Fantastic blog post, by the way! I'm having trouble seeing why there is a contradiction if the blue and green walks use the same cut-off rectangle, since the blue one only uses vertices with coordinates of the same parity, while the green one uses vertices of different parity, so since the cut-off rectangles are odd by odd I can't see why there is a problem.

Let $C$ be the top-right vertex of the big rectangle, and $D$ - its bottom-right. Denote also as $Q$ the last cut-off rectangle, both blue and green walks meet. In the picture, it's the cut-off rectangle near $A$. Consider the following walks. 1) Blue walk from $A$ to $C$. 2) Green walk from $B$ to $D$. 3) Blue walk from $A$ to $Q$, then green walk to $B$. 4) Blue walk from $A$ to $Q$, then green walk to $D$. At least one of them fails parity check. In the picture, it's is the $4$-th walk. It becomes forky to consider all those possibilities, that's why it's a clumsy solution, only presented because of the method used.
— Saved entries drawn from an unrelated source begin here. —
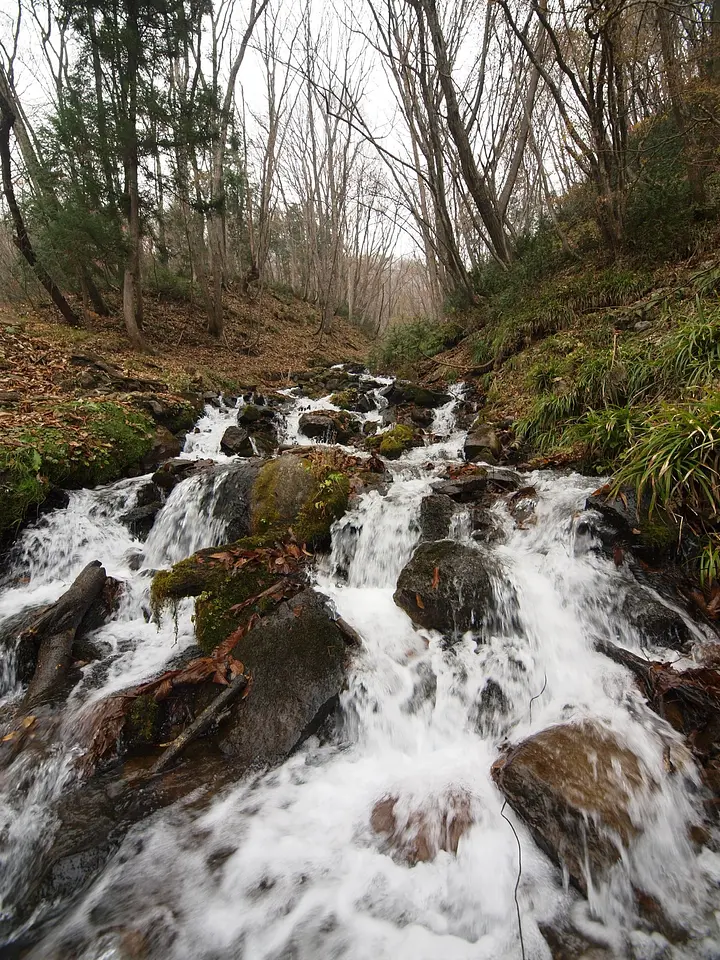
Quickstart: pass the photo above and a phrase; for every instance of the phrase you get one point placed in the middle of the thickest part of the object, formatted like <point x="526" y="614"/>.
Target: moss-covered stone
<point x="346" y="399"/>
<point x="219" y="585"/>
<point x="393" y="443"/>
<point x="300" y="494"/>
<point x="143" y="720"/>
Please check my solution and grade it (if possible)

Sol(By Jason):- Let the rectangle have dimensions $m \cdot n$. $m$ and $n$ are both odd according to problem. Color these $mn$ squares same as that of chessboard such that all its corner squares have black color. Each rectangle belongs to $1$ out of these $3$ types classified on basis of their corner squares $A$- $4$ black (so this rectangle has more blacks than whites) $B$- $2$ white, $2$ black (so this rectangle has an equal number of black and white) $C$- $4$ white (so this rectangle has more whites than blacks) Since rectangle R belongs to category $A$ it has more black squares than white. So there exists a small rectangle inside $R$ belonging to $A$ since otherwise the no. of white squares would exceed black. Note that this rectangle satisfies the problem condition.So done.

This was also Hungarian TST 2018, 2nd round. My solution was about the same as MarkBcc168's, chessboard tiling solves it fast

Does this solution work without coloring Sketch: Assume such a rectangle does not exist. There must be at least 1 rectangle with odd side lengths, otherwise the side lengths of R can not be odd. This rectangle has to have a distance of equal polarity from the top and bottom, and left and right, so the distances from top and bottom and left and right. have to be different polarity, WLOG the distance from the left and right is odd and top and bottom is even. Since the distance from the left and right are both odd, each distance must contain an odd segment. Consider the closest segment from the left that is odd to the original odd segment. Since there are no odd segments in between them, the distance between them is even. Notice that the distance from the left is equal to the distance from the left of this new segment, plus the length of the new segment, plus the length of the distance between this segment and the original odd segment. The length of the segment is odd and the distance between the 2 segments is even, which forces the distance between the new segment and the left to be even. Now the rectangle using this new segment and the original top and bottom segment works. Use. the drawing for reference.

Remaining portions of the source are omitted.